What of the war aims of President Bush? He intends passage of sovereignty to an Iraqi government on June 30, and elections in January, followed by the establishment of a representative Iraqi government and the successful reconstruction of Iraqi society.

Horsepucky. The "sovereignty" that Mr. Bush is handing over to the Iraqis on June 30 does not put Iraqi security under Iraqi control nor does it allow Iraqi lawmakers to repeal the imperial decrees of the American colonial government led by Paul Bremer. Of course the June 30 date will be met. Nothing is really supposed to happen on that date.

The provisional Iraqi that will receive power on June 30 is not a sovereign government. It cannot said to be any government at all. It is nothing more than a collection of handpicked colonial puppets that Bush and Bremer and their allies in neoconservative think tanks will call a government. This pseudo-institution will no more be a government than Saddam was a threat.

If a provisional Iraqi sovereign government is to operate effectively from July until the elected government takes power in January, adequate security is necessary. This requires striking a decisive military blow against the armed insurgencies that seek to prevent the Iraqi government from coming into existence . . . . (T)he immediate task is therefore the destruction of the armies and militias of the insurgency -- not taking and holding territory, not winning the hearts and minds of Iraqis, not conciliating opponents and critics, not gaining the approval of other nations. All of these can follow after victory over the violent insurrection.

If a real Iraqi government is supposed to take power, then the success of the insurgency is necessary. It is not up to the US government -- even one that holds legitimate power, were there one -- to dictate to the Iraqi people who shall govern them.

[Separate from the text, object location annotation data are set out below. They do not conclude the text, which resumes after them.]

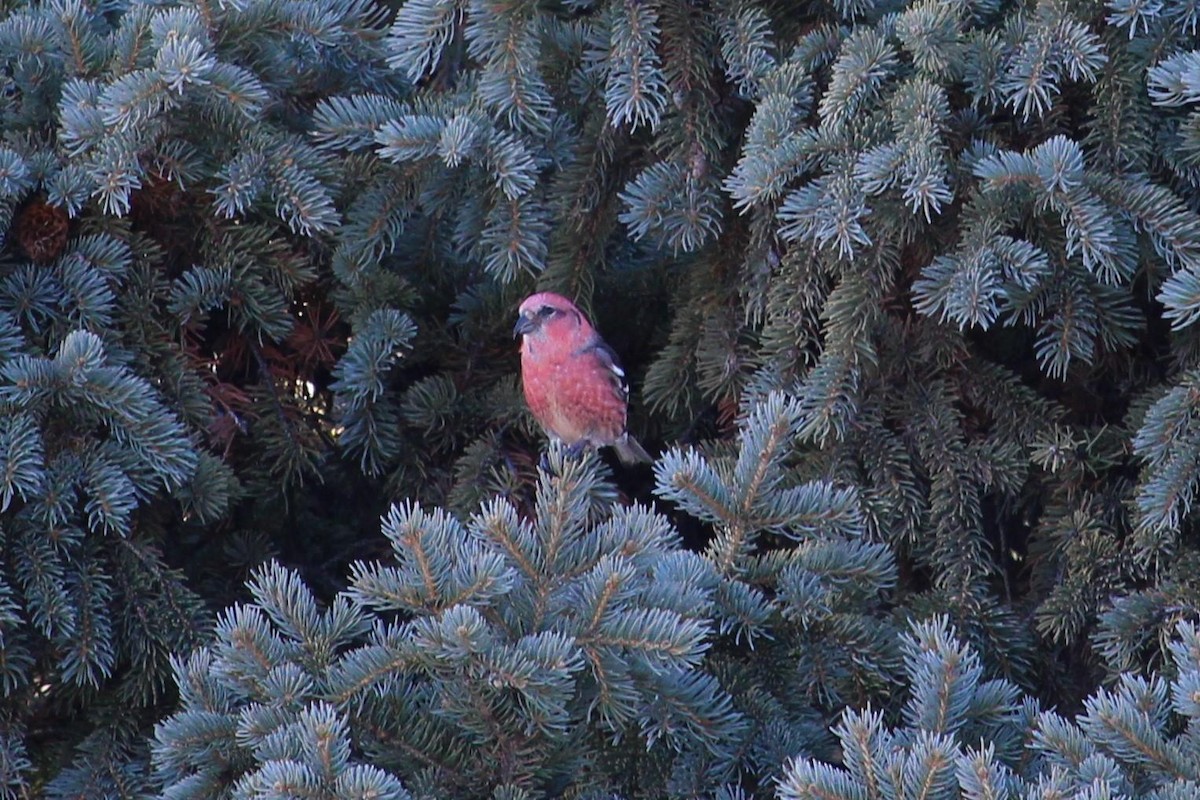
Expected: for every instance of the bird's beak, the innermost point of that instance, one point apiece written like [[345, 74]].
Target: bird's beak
[[525, 325]]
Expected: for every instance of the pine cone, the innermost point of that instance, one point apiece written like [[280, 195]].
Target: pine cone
[[41, 230]]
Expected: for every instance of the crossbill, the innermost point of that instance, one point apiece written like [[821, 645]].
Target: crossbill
[[573, 380]]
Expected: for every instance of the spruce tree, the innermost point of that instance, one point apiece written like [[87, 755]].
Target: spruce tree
[[907, 293]]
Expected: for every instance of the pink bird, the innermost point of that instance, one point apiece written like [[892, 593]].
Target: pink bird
[[573, 380]]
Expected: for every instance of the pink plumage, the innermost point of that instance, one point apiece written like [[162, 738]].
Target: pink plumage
[[571, 378]]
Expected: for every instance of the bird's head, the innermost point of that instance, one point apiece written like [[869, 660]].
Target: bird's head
[[547, 313]]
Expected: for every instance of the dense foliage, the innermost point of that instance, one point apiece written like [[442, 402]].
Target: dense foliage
[[909, 294]]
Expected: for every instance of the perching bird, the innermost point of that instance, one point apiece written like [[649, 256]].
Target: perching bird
[[573, 380]]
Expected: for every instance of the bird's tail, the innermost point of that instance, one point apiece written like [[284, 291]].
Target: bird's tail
[[629, 451]]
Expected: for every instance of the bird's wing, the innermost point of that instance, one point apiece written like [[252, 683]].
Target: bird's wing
[[609, 361]]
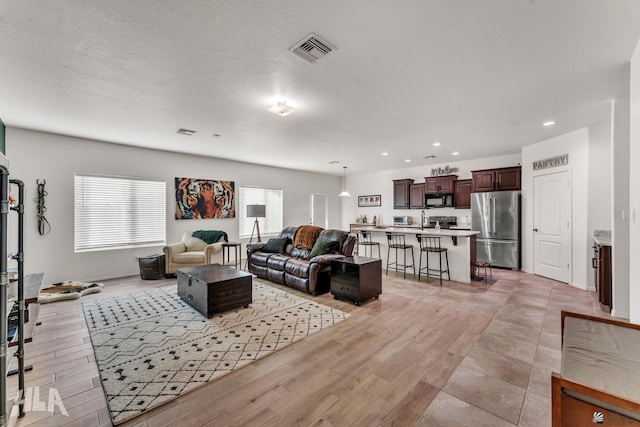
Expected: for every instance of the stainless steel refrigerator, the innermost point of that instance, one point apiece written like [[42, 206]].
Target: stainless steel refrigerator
[[496, 215]]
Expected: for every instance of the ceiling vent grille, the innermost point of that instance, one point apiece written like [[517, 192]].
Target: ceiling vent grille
[[188, 132], [312, 48]]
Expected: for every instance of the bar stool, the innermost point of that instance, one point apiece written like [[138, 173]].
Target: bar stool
[[364, 239], [397, 241], [431, 244]]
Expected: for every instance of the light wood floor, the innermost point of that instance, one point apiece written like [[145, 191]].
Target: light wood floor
[[477, 354]]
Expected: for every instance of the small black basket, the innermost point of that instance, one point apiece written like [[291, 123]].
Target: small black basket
[[152, 267]]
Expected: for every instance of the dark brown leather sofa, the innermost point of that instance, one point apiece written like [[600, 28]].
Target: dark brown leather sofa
[[292, 267]]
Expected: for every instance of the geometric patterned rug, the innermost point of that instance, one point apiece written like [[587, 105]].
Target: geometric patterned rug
[[152, 347]]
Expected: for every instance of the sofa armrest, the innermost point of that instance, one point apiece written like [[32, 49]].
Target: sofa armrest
[[172, 249], [254, 247], [325, 259]]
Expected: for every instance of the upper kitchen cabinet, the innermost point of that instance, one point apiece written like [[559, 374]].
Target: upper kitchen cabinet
[[416, 193], [401, 193], [462, 195], [502, 179], [440, 184]]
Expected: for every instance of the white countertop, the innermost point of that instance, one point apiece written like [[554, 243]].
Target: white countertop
[[426, 231]]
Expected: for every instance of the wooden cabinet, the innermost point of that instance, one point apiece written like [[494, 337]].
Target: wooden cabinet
[[356, 278], [602, 268], [462, 194], [401, 196], [502, 179], [416, 196], [440, 184]]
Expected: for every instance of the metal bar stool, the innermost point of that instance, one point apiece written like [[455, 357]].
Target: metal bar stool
[[397, 242], [364, 239], [431, 244]]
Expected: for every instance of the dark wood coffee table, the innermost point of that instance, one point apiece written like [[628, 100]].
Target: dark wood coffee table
[[214, 288]]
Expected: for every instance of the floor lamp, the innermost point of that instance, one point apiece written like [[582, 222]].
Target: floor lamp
[[256, 211]]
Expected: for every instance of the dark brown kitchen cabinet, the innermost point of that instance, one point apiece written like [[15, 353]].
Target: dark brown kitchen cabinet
[[602, 268], [462, 194], [440, 184], [416, 196], [502, 179], [401, 196]]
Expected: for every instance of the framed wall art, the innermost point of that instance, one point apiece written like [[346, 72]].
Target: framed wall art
[[371, 200], [204, 198]]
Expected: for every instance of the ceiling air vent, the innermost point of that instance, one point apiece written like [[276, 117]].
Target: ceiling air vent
[[312, 48], [183, 131]]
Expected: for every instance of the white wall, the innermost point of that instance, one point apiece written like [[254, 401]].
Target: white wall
[[599, 210], [55, 158], [634, 194], [382, 183], [576, 144], [620, 208]]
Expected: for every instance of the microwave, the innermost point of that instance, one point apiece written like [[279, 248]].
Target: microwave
[[438, 200], [402, 220]]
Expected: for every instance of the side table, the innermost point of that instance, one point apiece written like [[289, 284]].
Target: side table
[[226, 254], [356, 278]]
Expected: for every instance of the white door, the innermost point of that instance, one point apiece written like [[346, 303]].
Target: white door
[[319, 210], [552, 226]]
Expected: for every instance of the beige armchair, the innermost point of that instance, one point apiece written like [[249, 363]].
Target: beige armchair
[[190, 252]]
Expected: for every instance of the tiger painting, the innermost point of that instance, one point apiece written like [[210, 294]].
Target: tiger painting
[[204, 198]]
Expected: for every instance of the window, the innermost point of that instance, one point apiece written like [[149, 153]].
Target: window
[[272, 199], [118, 212]]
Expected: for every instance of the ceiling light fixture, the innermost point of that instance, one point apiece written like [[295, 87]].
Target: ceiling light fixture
[[281, 109], [344, 192]]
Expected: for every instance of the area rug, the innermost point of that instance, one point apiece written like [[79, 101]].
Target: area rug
[[69, 289], [152, 347]]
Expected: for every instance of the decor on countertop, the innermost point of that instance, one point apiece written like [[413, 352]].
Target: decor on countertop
[[68, 289], [256, 211], [372, 200], [204, 198], [151, 347]]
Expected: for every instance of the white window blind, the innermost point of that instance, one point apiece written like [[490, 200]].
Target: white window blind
[[118, 212], [272, 199]]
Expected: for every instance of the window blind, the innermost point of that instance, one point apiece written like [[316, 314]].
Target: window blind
[[118, 212], [272, 199]]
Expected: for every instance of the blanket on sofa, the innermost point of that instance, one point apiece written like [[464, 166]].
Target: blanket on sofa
[[210, 236], [306, 236]]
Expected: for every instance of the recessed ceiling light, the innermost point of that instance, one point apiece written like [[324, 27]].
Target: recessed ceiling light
[[281, 109]]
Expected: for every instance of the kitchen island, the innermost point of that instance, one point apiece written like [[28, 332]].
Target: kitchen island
[[460, 244]]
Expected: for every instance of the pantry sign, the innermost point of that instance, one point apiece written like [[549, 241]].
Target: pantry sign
[[551, 162]]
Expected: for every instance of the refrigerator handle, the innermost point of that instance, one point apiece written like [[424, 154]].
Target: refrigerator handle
[[493, 215]]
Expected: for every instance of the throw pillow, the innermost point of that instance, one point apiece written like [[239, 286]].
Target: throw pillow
[[323, 247], [276, 245]]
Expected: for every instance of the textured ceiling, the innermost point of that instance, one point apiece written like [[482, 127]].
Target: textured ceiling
[[478, 75]]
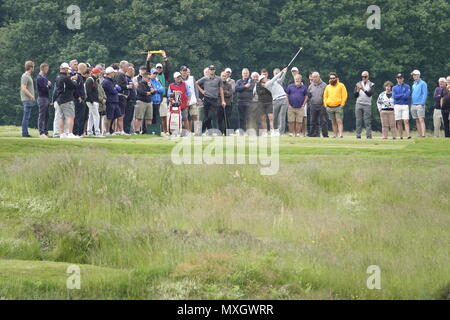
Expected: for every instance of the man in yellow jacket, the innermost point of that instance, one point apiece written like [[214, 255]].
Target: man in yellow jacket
[[334, 99]]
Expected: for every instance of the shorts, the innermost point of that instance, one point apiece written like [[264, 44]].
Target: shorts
[[193, 110], [112, 111], [296, 114], [143, 110], [335, 113], [66, 110], [401, 112], [185, 114], [122, 104], [418, 111], [164, 108], [266, 107]]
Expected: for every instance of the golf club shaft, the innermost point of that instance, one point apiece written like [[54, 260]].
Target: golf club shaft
[[298, 52]]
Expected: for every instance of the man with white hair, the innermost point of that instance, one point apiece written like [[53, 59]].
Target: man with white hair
[[419, 96], [280, 101], [445, 106], [319, 117], [437, 115], [122, 82], [244, 90], [363, 93]]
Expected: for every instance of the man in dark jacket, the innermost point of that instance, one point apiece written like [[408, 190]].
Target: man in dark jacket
[[224, 113], [122, 82], [244, 90], [265, 104], [64, 97], [143, 108], [79, 98], [92, 101], [112, 99]]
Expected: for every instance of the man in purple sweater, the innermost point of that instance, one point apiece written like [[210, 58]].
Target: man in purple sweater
[[43, 88]]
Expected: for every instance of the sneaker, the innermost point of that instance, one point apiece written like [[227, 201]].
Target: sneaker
[[72, 136]]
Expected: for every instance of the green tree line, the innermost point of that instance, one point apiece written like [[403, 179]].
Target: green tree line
[[236, 34]]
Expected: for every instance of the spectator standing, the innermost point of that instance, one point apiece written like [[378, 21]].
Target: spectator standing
[[27, 96], [334, 99], [43, 88], [385, 103], [319, 116], [418, 101], [437, 115], [363, 109], [297, 96], [244, 92], [445, 107], [401, 93]]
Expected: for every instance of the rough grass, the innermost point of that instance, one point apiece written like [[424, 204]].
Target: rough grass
[[142, 228]]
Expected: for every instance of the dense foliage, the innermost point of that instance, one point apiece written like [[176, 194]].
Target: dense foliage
[[254, 34]]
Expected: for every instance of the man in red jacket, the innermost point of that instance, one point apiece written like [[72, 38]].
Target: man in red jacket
[[180, 87]]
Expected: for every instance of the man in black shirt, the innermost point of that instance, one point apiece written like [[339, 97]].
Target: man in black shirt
[[445, 106]]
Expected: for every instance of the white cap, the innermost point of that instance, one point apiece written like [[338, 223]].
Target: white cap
[[110, 70]]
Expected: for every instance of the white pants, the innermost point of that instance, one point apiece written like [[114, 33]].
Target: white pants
[[437, 120], [56, 120], [94, 118]]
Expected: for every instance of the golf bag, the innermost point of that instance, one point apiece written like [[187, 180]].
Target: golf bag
[[174, 121]]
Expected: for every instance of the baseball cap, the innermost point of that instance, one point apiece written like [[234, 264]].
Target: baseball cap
[[110, 70]]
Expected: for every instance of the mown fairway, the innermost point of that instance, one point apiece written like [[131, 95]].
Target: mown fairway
[[140, 227]]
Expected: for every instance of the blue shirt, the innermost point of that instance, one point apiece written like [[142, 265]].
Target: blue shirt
[[296, 95], [420, 92], [188, 91], [157, 96], [42, 86], [401, 94]]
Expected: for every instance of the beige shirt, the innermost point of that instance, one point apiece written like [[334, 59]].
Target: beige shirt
[[27, 81]]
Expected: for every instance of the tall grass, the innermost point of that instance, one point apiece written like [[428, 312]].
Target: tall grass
[[169, 232]]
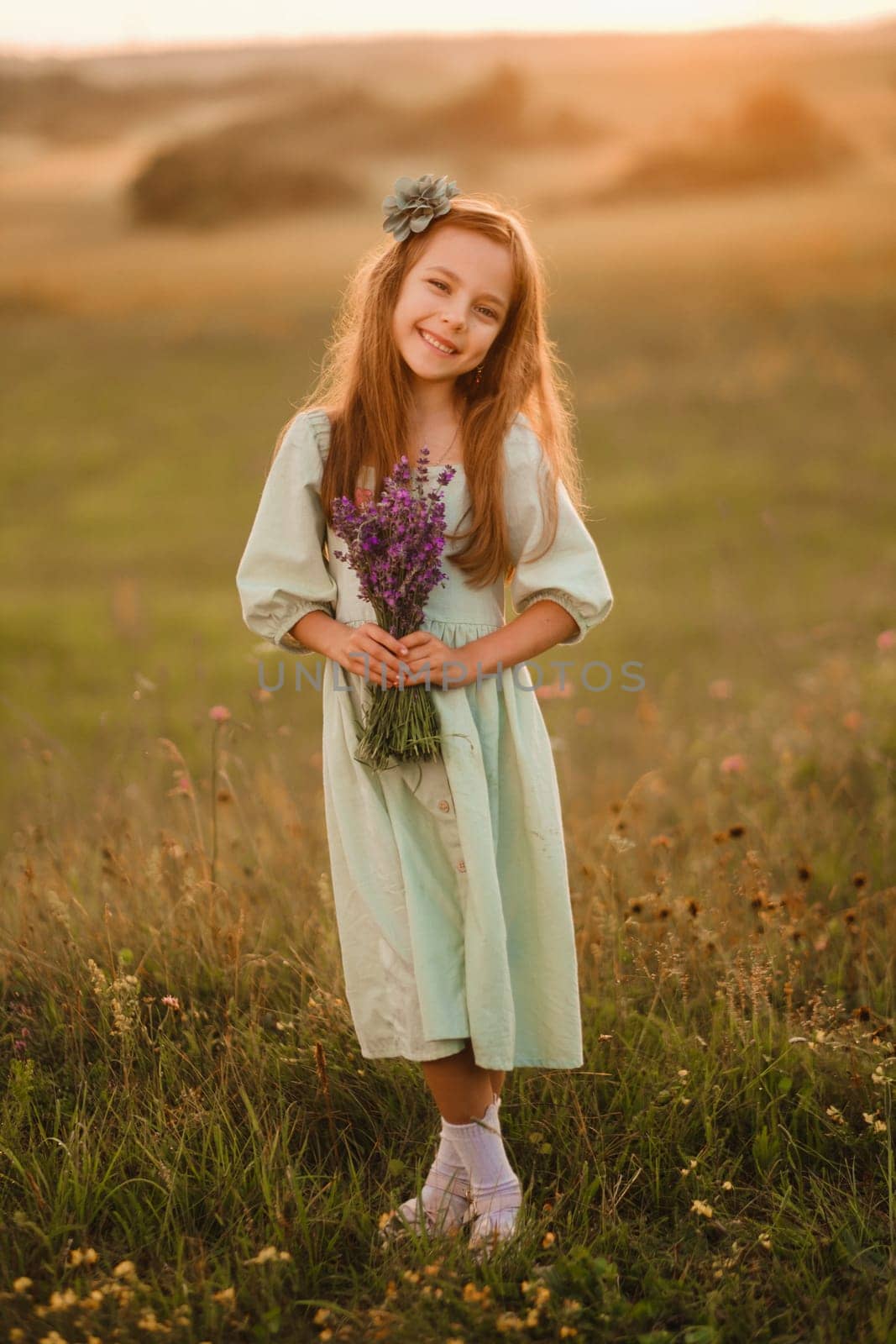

It is typical of the PNAC think tankers to assert that the US needs no permission to impose its will on the Iraqi people. Where do Lehrman and Kristol get off saying this has nothing to do with winning the hearts and minds of the Iraqi people? What happened to the principle that government is only legitimate with the consent of the governed? This is just another example of how the neoconservative doctrine is contrary to American democratic principles.

So any armed insurgency opposed to a peaceful transition in Iraq must be destroyed. Fallujah must be conquered and terrorists denied safe haven in Fallujah and other centers of insurrection. Moqtada Sadr's militia must be rendered powerless. This will have to be accomplished primarily by American and British military power -- however useful various political efforts can be, however useful Iraqi and coalition forces can be. Then a sovereign Iraq, with continued U.S. military and other assistance, will be able to move ahead with the task of political and economic reconstruction.

The conclusion drawn by Lehrman and Kristol is simply a logical result of their false premises. If the Iraqi people do not support al-Sadr and his militia, they will destroy it without our help. For now, that militia is serving their interests. It is resisting colonial occupation. The Iraqi people have every right to resist colonial occupation. There is no reason for them to accept a government imposed on them by a foreign power. That is a right Lehrman and Kristol would deny them; that is a right that Bush and Bremer actively seek to deny them.